The flat was bright, comfortable and clean and Adriano was pleasant and gracious about accommodating us at the last minute. The Brixton tube was a very short walk away and there were plenty of buses. There are lots of fast food restaurants, banks, and shops along the main street.
compound: 0.9413, neg: 0.0, neu: 0.731, pos: 0.269, 
---------------------------------------------------
We stayed with Adriano and Valerio for a week when first moving to London. The apartment is great and very clean compared to a lot of places we've seen in London. Situated very close to Brixton tube and good bus links to central London. Thanks guys!
compound: 0.9214, neg: 0.0, neu: 0.752, pos: 0.248, 
---------------------------------------------------
Adriano was a fantastic host. We felt very at home while staying there. Our first morning we woke up and saw the dining table set for breakfast which was much appreciated.
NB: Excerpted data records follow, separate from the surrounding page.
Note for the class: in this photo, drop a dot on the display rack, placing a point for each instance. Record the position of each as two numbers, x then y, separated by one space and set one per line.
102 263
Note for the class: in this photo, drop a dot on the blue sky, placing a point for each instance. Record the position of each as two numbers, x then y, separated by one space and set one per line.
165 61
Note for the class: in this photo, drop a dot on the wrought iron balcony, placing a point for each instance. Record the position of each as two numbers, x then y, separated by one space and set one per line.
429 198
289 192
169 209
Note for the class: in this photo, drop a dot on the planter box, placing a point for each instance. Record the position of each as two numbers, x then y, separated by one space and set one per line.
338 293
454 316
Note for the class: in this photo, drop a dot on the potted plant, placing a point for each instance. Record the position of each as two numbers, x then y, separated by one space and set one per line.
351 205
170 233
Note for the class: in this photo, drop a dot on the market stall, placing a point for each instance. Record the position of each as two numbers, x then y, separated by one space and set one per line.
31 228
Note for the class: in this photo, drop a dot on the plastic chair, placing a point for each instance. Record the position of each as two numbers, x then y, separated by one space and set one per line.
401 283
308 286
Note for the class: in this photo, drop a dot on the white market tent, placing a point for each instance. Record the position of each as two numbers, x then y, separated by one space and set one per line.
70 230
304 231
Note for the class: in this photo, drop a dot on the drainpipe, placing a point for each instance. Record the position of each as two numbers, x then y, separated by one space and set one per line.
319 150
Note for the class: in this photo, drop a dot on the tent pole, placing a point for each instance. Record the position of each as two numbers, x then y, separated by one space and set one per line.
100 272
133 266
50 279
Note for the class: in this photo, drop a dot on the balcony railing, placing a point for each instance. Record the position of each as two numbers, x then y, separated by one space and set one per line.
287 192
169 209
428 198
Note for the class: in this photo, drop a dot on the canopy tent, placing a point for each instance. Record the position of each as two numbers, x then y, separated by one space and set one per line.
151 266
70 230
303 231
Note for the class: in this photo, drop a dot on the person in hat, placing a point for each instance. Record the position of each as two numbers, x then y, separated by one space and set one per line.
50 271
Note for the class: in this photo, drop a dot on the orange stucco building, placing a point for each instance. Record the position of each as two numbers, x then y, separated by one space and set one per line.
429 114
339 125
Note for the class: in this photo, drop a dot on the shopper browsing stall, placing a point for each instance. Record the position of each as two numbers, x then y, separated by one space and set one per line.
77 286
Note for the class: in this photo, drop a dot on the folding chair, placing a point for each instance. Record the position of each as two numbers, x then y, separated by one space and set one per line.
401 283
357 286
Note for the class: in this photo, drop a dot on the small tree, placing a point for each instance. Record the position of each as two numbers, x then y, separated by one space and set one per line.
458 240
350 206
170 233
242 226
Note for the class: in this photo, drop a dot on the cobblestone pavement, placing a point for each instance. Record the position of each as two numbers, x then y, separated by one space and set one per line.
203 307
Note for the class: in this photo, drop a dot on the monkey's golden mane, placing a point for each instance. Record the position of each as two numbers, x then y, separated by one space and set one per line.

His flat is conveniently located a block from the tube station, with a number of shops 

In [35]:
df['sa_compound'] = df.comments.map(lambda x: sid.polarity_scores(x)['compound'])

In [37]:
df['sa_neg'] = df.comments.map(lambda x: sid.polarity_scores(x)['neg'])

In [39]:
df['sa_neu'] = df.comments.map(lambda x: sid.polarity_scores(x)['neu'])

In [41]:
df['sa_pos'] = df.comments.map(lambda x: sid.polarity_scores(x)['pos'])

In [105]:
df_agg = df.groupby('listing_id').sa_compound.agg(['mean', 'median', 'std', 'skew', stats.kurtosis, 'count', 'max', 'min']).reset_index()
print(df_agg.shape)
df_agg.head()

(51836, 9)


Unnamed: 0,listing_id,mean,median,std,skew,kurtosis,count,max,min
0,11551,0.901849,0.953,0.169497,-3.902532,15.830288,171,0.9961,0.0
1,13913,0.878995,0.9477,0.21567,-3.915228,12.311691,20,0.9954,0.0
2,15400,0.904411,0.9542,0.125688,-2.439843,5.861301,83,0.9974,0.34
3,17402,0.8969,0.9241,0.095037,-1.342989,1.080238,33,0.9938,0.6249
4,25123,0.945812,0.97225,0.084463,-4.271175,19.66698,108,0.9958,0.4199


In [89]:
# write aggregated data to CSV
df_agg.to_csv('../capstone-data-airbnb/dec20-data/reviews_sentiment_analysis_aggregated.csv')

In [94]:
# write clean data to CSV
df.to_csv('../capstone-data-airbnb/dec20-data/reviews_sentiment_analysis.csv')